Numerous DMA timeouts when downloading data from external sources

After having solved a previous networking issue of the control board, I’m currently running into another kind of networking trouble: When trying to download large amounts of data (here it’s a container > 435 MB in size, but I need it urgently), everything seems to work fine for some 10 minutes, but then suddenly, the network connection dies, and I get a bunch of DMA timeouts on the control board console:

[ 1532.020301] miop 0000:06:00.0: DMA timeout, restart DMA controller.
[ 1533.059083] miop 0000:06:00.0: DMA timeout, restart DMA controller.
[ 1534.099126] miop 0000:06:00.0: DMA timeout, restart DMA controller.
[ 1537.620021] miop 0000:06:00.0: DMA timeout, restart DMA controller.

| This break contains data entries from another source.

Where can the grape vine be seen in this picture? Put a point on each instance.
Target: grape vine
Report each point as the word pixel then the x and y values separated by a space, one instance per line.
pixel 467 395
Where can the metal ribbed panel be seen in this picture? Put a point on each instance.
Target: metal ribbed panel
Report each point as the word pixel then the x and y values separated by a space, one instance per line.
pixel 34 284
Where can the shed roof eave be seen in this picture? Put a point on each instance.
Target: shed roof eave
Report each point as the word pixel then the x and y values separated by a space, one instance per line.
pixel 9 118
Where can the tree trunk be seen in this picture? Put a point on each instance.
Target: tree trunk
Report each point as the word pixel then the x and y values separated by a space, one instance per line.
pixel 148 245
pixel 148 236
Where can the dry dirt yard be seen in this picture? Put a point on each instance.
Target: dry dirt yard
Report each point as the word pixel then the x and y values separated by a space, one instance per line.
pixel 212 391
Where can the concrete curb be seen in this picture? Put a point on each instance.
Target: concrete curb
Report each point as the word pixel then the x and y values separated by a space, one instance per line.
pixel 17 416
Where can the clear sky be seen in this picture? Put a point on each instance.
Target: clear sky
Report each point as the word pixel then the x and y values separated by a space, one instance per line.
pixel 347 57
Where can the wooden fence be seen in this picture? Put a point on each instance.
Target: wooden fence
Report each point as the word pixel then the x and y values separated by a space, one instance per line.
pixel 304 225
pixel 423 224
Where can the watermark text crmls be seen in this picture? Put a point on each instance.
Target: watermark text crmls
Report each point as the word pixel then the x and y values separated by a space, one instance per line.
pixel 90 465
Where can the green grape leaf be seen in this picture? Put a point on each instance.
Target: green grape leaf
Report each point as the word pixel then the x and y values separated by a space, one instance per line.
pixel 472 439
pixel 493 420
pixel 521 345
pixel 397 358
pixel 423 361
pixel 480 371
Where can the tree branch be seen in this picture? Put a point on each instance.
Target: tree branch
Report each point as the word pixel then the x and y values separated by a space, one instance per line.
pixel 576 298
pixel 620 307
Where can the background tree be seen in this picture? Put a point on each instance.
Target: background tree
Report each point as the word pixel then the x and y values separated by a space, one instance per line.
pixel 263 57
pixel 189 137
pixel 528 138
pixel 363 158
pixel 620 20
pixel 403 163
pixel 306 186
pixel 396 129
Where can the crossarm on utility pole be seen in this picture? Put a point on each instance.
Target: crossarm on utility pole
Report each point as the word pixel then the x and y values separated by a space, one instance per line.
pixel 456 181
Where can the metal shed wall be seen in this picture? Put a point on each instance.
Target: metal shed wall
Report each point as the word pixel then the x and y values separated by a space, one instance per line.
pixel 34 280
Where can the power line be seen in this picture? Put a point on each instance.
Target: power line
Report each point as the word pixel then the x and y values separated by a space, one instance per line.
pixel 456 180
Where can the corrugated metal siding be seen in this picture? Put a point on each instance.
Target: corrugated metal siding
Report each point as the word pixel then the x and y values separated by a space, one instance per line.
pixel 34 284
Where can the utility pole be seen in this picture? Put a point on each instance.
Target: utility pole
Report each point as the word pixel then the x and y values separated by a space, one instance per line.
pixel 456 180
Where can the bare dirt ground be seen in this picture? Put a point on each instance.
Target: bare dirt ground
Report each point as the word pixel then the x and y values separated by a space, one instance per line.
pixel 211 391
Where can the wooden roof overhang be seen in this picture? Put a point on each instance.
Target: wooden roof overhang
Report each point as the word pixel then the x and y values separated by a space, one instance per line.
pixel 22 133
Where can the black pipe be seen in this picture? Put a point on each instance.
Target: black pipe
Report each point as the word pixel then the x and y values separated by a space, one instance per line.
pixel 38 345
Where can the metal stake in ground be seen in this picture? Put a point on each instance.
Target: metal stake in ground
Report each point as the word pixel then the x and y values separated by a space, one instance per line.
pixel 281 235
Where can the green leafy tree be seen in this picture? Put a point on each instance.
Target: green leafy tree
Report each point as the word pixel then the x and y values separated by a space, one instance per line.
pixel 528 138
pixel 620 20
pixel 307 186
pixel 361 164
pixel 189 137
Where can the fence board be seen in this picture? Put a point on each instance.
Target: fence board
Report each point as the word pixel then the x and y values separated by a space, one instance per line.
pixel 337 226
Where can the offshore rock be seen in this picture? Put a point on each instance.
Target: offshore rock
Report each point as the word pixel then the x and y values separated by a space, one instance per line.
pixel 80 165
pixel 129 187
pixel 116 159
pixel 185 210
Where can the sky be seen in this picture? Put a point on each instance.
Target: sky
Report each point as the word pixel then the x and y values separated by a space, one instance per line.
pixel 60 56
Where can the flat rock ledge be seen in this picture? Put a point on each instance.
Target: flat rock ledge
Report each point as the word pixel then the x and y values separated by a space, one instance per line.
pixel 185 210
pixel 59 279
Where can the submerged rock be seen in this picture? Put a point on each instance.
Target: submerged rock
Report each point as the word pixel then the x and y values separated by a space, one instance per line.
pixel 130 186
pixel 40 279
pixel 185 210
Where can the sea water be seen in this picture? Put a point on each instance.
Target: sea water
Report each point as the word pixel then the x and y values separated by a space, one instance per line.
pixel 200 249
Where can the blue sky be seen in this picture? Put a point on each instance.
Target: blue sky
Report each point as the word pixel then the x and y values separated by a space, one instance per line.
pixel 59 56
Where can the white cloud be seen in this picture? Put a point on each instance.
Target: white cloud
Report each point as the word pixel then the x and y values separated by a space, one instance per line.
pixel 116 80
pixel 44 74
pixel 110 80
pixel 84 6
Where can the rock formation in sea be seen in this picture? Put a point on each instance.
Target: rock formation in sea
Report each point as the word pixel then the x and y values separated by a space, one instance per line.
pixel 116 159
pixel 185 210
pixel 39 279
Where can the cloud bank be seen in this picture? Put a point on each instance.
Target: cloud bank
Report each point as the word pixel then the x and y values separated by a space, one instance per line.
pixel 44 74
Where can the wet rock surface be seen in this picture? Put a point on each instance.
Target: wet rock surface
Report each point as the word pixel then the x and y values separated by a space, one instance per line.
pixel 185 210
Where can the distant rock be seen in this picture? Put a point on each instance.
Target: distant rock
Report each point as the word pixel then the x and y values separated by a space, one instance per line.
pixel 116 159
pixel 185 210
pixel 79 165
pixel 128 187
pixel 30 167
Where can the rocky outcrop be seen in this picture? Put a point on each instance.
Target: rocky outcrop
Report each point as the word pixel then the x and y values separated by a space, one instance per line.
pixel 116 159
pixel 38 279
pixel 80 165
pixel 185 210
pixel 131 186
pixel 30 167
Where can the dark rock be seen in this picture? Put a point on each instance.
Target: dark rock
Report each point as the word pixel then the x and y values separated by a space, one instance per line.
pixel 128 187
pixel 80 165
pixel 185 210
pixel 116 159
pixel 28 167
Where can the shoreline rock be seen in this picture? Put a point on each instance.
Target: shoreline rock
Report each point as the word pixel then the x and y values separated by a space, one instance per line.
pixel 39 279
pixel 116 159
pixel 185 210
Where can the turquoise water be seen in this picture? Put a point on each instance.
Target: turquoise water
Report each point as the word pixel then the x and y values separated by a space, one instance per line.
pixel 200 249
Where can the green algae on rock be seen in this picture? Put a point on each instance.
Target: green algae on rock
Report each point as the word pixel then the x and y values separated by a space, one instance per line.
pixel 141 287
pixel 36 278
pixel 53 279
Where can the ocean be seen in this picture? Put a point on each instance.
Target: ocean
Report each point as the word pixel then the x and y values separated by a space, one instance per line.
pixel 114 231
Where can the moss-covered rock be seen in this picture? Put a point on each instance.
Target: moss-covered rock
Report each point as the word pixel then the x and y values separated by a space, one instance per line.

And this is what I get on the console of the node the container is for (abridged, irrelevant messages removed):

mixtile@blade3n1:~$ sudo cephadm bootstrap --mon-ip $MYIP
[…]
Host looks OK
Cluster fsid: 89e84929-c54d-11f0-9c36-0e281c59af8c
Verifying IP 10.20.0.13 port 3300 ...
Verifying IP 10.20.0.13 port 6789 ...
Mon IP `10.20.0.13` is in CIDR network `10.20.0.0/24`
Mon IP `10.20.0.13` is in CIDR network `10.20.0.0/24`
Internal network (--cluster-network) has not been provided, OSD replication will default to the public_network
Pulling container image quay.io/ceph/ceph:v19...
Non-zero exit code 1 from /usr/bin/docker pull quay.io/ceph/ceph:v19
/usr/bin/docker: stdout v19: Pulling from ceph/ceph
/usr/bin/docker: stdout 4d1c9f96c84f: Pulling fs layer
/usr/bin/docker: stdout d0eb5eb08af7: Pulling fs layer
/usr/bin/docker: stdout d0eb5eb08af7: Waiting
[…]
/usr/bin/docker: stdout 4d1c9f96c84f: Retrying in 5 seconds
/usr/bin/docker: stdout 4d1c9f96c84f: Retrying in 4 seconds
/usr/bin/docker: stdout 4d1c9f96c84f: Retrying in 3 seconds
/usr/bin/docker: stdout 4d1c9f96c84f: Retrying in 2 seconds
/usr/bin/docker: stdout 4d1c9f96c84f: Retrying in 1 second
/usr/bin/docker: stderr read tcp 10.20.0.13:40398->212.6.82.160:443: read: connection reset by peer
Error: Failed command: /usr/bin/docker pull quay.io/ceph/ceph:v19

        ***************
        Cephadm hit an issue during cluster installation. Current cluster files will be deleted automatically.
        […]
        ***************

Deleting cluster with fsid: 89e84929-c54d-11f0-9c36-0e281c59af8c
ERROR: Failed command: /usr/bin/docker pull quay.io/ceph/ceph:v19

I have already improved the config of the Squid proxy on the control board by adding extra cache space:

61 # Uncomment and adjust the following to add a disk cache directory.
62 cache_dir aufs /var/cache/squid 8000 16 256
63 cache_mem 180 MB
64
65 # Maximum object size
66 maximum_object_size 1024 MB
67 maximum_object_size_in_memory 16 MB
68
69 #  How objects stored in cache are replaced
70 cache_replacement_policy heap LFUDA
71 memory_replacement_policy heap GDSF

Apparently, the control board gets somehow overwhelmed by the network traffic, but I’m not sure whether the problem liess on the internal network link, or the external one. At least the board has more than enough RAM. Here is what netdata says:

What’s wrong here? Any idea on how to solve (or, at least, to circumvent) it?

UPDATE:
After another try, not only the cluster’s network died, but apparently the control board crashed and also made the nodes crash! See the uptime from uptime just a munite after the crash:

mixtile@ClusterBox:~$ client_loop: send disconnect: Broken pipe
╭─jacek@epica ~  
╰─➤  ssh -l mixtile ClusterBox                                            255 ↵
Enter passphrase for key '/home/jacek/.ssh/id_ed25519': 
mixtile@ClusterBox:~$ uptime
 16:06:32 up 1 min,  load average: 1.42, 0.55, 0.19
mixtile@ClusterBox:~$ 

Why does a crash of the control board also carries away the nodes? This must not happen!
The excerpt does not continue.